See General Abbott's opinion.
I'm not a lawyer, but I find the stance ridiculous. The Legislature authorized a needle exchange pilot in Bexar County, which by definition involves allowing needles to be exchanged with addicts. But according to Abbott, because:
the Legislature has expressly demonstrated its ability and willingness to exclude otherwise criminal acts from prosecution under the Texas Controlled Substances Act--but did not do so here--this office can neither assume nor legislate such an intent.So in other words, Abbott believes the Legislature intended to allow a needle exchange program in San Antonio but simultaneously intended for participants - both addicts and government employees - to be prosecuted for engaging in it. That's angeringly stupid, but there's little to be done about it until the Legislature gets back to town. Personally, I think Wentworth should have eschewed the opinion and just let the county launch the program. Often in such matters, it's better to ask forgiveness than permission.
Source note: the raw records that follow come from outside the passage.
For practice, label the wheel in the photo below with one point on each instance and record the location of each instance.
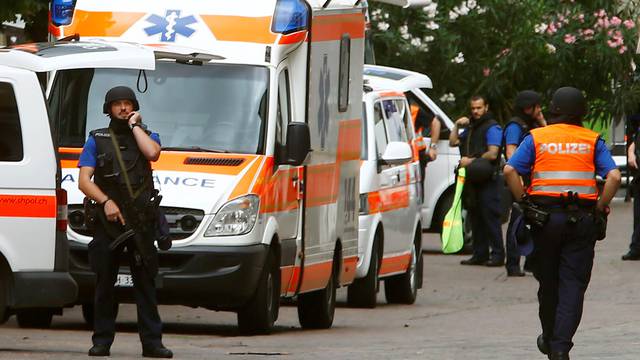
(403, 288)
(363, 292)
(38, 318)
(88, 311)
(316, 309)
(261, 312)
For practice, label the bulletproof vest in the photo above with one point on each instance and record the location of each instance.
(475, 143)
(109, 175)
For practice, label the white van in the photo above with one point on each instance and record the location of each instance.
(439, 176)
(254, 215)
(34, 280)
(390, 234)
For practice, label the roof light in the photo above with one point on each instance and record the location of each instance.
(290, 16)
(62, 11)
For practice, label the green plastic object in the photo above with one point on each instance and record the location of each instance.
(452, 228)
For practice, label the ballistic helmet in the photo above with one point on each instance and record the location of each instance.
(568, 101)
(119, 93)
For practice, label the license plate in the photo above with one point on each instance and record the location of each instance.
(124, 280)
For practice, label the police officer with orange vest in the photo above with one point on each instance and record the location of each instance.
(565, 211)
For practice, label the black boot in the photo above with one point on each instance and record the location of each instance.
(559, 355)
(100, 350)
(543, 344)
(157, 352)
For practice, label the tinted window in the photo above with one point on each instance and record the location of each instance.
(219, 106)
(379, 128)
(10, 132)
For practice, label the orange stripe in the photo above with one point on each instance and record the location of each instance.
(242, 188)
(395, 264)
(293, 38)
(28, 206)
(95, 23)
(333, 27)
(241, 28)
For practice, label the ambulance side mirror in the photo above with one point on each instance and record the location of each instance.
(298, 143)
(397, 153)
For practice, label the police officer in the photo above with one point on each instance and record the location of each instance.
(566, 212)
(480, 149)
(527, 115)
(632, 160)
(112, 187)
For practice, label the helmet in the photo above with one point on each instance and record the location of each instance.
(568, 101)
(119, 93)
(527, 98)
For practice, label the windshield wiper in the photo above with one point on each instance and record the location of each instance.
(195, 149)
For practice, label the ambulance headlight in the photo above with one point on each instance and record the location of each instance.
(62, 11)
(237, 217)
(290, 16)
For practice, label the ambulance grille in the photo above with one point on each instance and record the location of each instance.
(182, 222)
(213, 161)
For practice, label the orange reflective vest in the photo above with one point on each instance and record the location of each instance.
(565, 161)
(418, 144)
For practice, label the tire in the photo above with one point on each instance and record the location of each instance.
(403, 288)
(316, 309)
(363, 293)
(38, 318)
(261, 312)
(88, 311)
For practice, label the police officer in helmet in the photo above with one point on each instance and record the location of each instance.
(565, 211)
(125, 143)
(527, 115)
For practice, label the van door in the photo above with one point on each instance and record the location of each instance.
(394, 191)
(28, 165)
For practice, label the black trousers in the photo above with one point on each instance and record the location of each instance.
(105, 263)
(564, 259)
(485, 211)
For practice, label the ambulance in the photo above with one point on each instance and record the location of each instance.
(390, 233)
(260, 129)
(34, 280)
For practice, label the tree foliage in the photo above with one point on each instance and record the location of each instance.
(499, 47)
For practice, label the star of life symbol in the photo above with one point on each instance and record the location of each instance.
(170, 25)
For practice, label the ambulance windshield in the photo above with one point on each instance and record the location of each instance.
(219, 106)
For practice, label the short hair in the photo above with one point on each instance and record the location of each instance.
(479, 97)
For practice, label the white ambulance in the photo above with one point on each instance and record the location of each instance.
(34, 279)
(390, 236)
(439, 177)
(254, 214)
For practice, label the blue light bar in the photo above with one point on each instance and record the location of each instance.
(290, 16)
(62, 11)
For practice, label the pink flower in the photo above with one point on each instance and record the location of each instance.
(588, 34)
(569, 38)
(616, 21)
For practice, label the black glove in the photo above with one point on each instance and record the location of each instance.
(600, 220)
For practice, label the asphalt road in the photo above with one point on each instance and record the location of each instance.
(461, 313)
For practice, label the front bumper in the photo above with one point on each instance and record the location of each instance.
(42, 289)
(215, 277)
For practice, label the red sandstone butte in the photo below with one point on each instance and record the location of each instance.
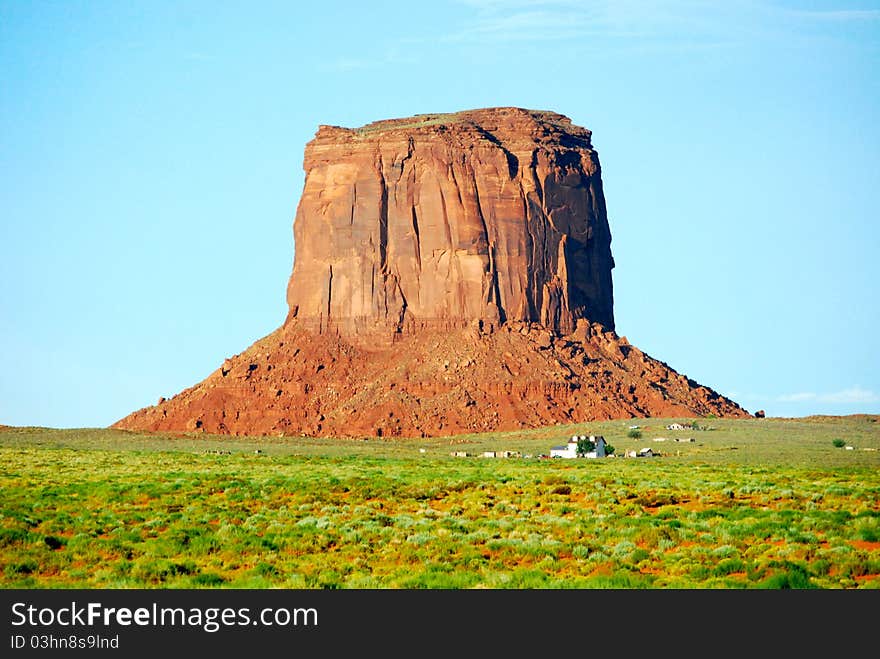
(452, 274)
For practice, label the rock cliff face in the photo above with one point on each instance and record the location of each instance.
(452, 274)
(437, 221)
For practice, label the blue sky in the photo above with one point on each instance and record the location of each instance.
(151, 163)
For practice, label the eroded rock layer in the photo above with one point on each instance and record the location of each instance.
(452, 274)
(438, 220)
(297, 381)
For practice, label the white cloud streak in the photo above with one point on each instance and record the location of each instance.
(852, 395)
(697, 21)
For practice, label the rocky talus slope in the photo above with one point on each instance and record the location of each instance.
(452, 274)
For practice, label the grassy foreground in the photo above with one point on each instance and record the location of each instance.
(769, 503)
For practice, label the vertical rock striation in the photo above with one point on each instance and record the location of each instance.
(437, 221)
(452, 274)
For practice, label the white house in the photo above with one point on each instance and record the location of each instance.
(570, 449)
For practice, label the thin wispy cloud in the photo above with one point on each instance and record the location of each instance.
(852, 395)
(664, 23)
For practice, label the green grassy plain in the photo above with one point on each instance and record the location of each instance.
(755, 503)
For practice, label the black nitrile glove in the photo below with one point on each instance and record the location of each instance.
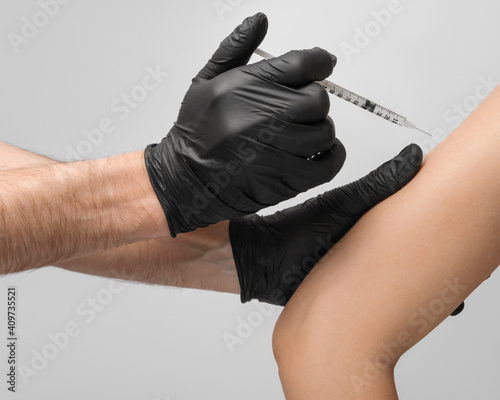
(245, 134)
(273, 254)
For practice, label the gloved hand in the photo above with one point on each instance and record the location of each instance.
(245, 134)
(273, 254)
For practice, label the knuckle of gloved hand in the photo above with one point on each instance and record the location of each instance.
(322, 99)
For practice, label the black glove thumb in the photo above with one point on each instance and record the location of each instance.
(235, 50)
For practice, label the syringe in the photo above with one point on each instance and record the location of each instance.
(359, 101)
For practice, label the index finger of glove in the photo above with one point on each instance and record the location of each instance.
(296, 68)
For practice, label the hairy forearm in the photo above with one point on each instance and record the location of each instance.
(398, 273)
(56, 212)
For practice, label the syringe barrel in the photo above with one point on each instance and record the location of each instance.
(363, 102)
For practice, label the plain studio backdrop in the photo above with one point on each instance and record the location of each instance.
(65, 68)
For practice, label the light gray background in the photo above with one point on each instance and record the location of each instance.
(162, 343)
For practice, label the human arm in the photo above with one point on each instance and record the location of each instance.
(398, 273)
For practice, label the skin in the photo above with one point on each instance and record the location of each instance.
(409, 262)
(103, 241)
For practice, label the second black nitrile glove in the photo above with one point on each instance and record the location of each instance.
(244, 134)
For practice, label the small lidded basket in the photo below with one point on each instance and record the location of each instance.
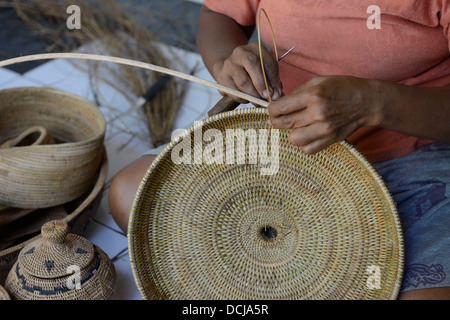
(61, 266)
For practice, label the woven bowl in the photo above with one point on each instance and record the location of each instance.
(322, 226)
(39, 176)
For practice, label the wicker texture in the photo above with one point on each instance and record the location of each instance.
(314, 230)
(44, 269)
(45, 175)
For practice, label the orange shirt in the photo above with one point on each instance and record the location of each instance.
(332, 37)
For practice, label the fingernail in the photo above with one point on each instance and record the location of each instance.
(276, 95)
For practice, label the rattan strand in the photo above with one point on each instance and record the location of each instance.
(196, 231)
(45, 269)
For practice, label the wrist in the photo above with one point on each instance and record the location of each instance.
(383, 97)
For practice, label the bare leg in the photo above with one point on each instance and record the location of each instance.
(123, 189)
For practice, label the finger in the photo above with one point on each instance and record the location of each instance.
(252, 64)
(314, 137)
(229, 82)
(293, 120)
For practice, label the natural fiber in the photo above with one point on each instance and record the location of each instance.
(4, 295)
(323, 227)
(27, 229)
(108, 24)
(40, 176)
(50, 268)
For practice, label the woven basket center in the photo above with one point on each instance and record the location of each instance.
(268, 233)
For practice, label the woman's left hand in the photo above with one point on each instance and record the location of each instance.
(326, 110)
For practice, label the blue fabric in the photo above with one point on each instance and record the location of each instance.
(420, 185)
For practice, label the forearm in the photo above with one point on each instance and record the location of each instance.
(218, 36)
(417, 111)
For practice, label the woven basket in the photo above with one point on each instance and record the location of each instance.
(4, 295)
(80, 211)
(39, 176)
(61, 266)
(322, 226)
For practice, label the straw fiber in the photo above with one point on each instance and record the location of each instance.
(27, 229)
(4, 295)
(323, 226)
(45, 175)
(51, 267)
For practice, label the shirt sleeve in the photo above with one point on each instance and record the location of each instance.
(242, 11)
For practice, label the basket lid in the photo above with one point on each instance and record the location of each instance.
(51, 255)
(322, 226)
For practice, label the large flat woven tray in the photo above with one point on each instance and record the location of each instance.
(323, 226)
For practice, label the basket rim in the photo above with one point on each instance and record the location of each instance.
(98, 115)
(243, 111)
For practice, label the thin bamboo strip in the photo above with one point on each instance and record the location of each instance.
(134, 63)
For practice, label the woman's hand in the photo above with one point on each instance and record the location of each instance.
(326, 110)
(242, 71)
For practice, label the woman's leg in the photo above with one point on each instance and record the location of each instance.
(124, 187)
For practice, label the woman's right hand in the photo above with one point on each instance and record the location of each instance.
(242, 71)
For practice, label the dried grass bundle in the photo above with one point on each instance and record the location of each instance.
(107, 23)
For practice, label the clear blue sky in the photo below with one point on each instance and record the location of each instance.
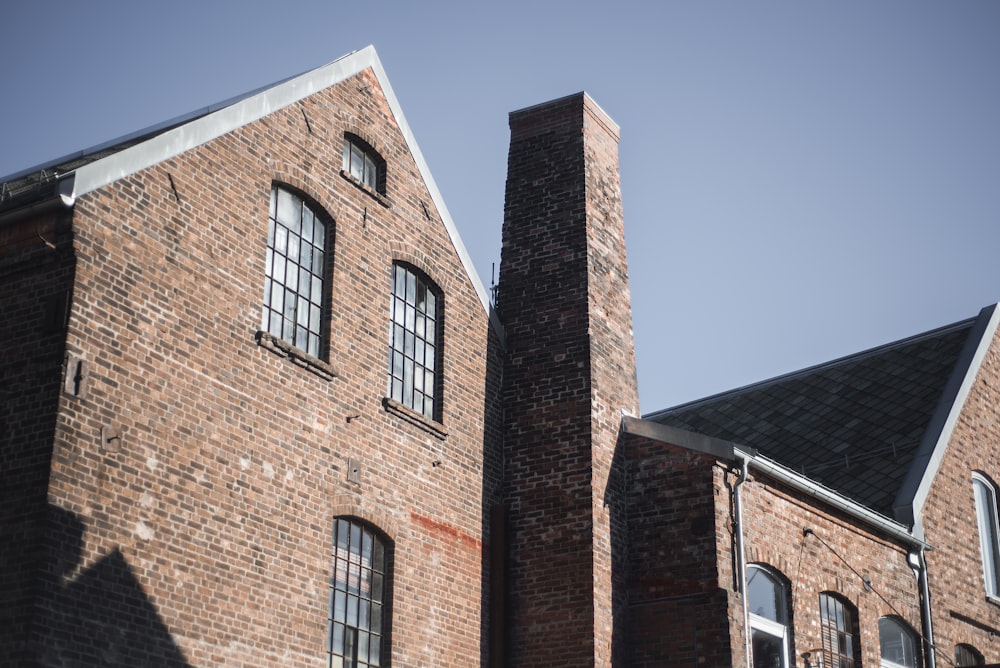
(801, 180)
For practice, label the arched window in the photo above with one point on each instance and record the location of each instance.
(767, 597)
(967, 655)
(989, 531)
(839, 630)
(359, 611)
(295, 272)
(415, 342)
(898, 644)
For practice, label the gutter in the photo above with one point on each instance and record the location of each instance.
(61, 197)
(826, 495)
(930, 655)
(740, 555)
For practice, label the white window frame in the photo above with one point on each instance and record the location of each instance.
(905, 634)
(358, 162)
(985, 494)
(771, 627)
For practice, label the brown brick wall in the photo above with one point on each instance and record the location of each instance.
(684, 594)
(677, 603)
(212, 521)
(36, 275)
(833, 558)
(962, 613)
(569, 373)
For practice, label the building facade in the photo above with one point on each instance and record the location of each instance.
(259, 409)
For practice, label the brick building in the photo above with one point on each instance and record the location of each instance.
(258, 409)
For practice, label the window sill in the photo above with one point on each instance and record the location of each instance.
(296, 355)
(435, 429)
(374, 194)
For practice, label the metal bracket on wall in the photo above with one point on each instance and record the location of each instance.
(111, 438)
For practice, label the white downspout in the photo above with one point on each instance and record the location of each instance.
(930, 655)
(740, 557)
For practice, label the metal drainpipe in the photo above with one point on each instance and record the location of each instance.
(925, 610)
(740, 558)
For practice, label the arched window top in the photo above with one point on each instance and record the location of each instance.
(359, 595)
(766, 594)
(967, 655)
(839, 630)
(898, 644)
(299, 237)
(985, 493)
(363, 163)
(770, 631)
(415, 341)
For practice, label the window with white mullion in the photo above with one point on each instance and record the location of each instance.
(767, 602)
(989, 532)
(295, 271)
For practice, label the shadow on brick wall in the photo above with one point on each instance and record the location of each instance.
(99, 616)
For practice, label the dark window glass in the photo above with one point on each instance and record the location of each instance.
(967, 655)
(295, 270)
(362, 163)
(839, 629)
(357, 618)
(414, 345)
(897, 644)
(989, 532)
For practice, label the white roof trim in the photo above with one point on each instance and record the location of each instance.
(955, 410)
(217, 123)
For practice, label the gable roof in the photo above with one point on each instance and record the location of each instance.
(77, 174)
(871, 426)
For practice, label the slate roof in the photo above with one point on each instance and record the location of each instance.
(83, 172)
(855, 424)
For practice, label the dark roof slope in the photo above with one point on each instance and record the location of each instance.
(853, 424)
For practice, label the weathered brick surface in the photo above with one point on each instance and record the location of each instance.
(205, 538)
(962, 612)
(36, 274)
(684, 593)
(678, 603)
(569, 373)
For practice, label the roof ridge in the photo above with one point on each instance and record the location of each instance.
(854, 357)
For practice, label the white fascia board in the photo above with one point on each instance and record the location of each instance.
(217, 123)
(201, 130)
(829, 497)
(955, 410)
(435, 194)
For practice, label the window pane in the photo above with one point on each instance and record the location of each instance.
(281, 239)
(767, 650)
(291, 287)
(356, 615)
(986, 515)
(896, 643)
(412, 335)
(765, 595)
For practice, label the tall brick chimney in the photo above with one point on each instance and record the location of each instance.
(568, 375)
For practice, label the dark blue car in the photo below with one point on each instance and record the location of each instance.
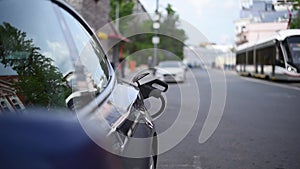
(61, 104)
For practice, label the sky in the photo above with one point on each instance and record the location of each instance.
(213, 18)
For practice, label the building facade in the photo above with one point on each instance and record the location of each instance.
(260, 19)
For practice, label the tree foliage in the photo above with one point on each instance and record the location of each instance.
(295, 23)
(172, 38)
(39, 82)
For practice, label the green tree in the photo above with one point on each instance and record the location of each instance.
(125, 9)
(39, 82)
(295, 23)
(172, 38)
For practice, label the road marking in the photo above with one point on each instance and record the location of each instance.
(197, 162)
(271, 83)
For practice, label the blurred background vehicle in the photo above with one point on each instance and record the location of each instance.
(171, 71)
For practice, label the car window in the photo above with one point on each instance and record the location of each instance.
(45, 56)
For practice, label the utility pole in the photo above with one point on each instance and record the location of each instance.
(155, 38)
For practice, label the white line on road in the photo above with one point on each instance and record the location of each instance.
(197, 162)
(271, 83)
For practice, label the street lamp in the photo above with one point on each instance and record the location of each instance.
(155, 38)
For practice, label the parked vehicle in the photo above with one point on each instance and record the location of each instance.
(276, 57)
(171, 71)
(61, 103)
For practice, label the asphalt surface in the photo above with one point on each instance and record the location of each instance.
(259, 128)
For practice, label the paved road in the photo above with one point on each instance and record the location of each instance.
(259, 128)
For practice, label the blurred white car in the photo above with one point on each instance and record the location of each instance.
(171, 71)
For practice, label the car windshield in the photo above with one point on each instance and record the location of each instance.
(294, 47)
(45, 56)
(169, 64)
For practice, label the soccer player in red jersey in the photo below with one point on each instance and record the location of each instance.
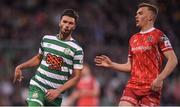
(146, 51)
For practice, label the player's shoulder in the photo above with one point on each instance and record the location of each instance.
(76, 45)
(158, 31)
(49, 36)
(134, 35)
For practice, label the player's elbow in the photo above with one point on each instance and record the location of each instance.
(174, 60)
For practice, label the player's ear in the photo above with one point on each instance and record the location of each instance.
(151, 17)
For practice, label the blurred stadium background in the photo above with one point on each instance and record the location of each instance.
(104, 28)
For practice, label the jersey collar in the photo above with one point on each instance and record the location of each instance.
(147, 31)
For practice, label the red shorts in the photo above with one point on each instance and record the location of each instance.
(139, 97)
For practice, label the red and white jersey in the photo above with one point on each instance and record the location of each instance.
(88, 84)
(145, 53)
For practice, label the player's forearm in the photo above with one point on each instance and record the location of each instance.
(121, 67)
(31, 62)
(170, 65)
(91, 93)
(70, 83)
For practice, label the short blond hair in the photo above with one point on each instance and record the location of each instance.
(151, 7)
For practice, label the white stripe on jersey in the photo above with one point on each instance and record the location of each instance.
(77, 66)
(64, 59)
(72, 44)
(44, 81)
(78, 57)
(63, 68)
(51, 75)
(56, 47)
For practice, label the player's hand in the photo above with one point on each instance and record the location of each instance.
(52, 94)
(103, 61)
(18, 74)
(156, 85)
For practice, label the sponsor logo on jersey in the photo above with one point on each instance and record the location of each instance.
(35, 95)
(150, 38)
(67, 51)
(141, 48)
(54, 62)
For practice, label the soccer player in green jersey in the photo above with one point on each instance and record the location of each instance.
(59, 61)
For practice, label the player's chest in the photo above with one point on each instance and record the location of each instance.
(143, 43)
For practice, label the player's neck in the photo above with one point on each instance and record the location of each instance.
(64, 37)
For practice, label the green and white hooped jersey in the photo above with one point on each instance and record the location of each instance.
(59, 59)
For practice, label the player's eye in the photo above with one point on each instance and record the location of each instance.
(64, 21)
Needle exchange legislation in 2007 enjoyed bipartisan support, and its main opponent in the House of Representatives, Dianne Delisi, won't be back next year, so I suspect the pilot won't have trouble passing again. In fact, I wouldn't be surprised if other counties (like Travis) wanted in on the deal. For now, though, Abbott and Reed have succeeded in delaying the project, though for the life of me I don't understand their motives.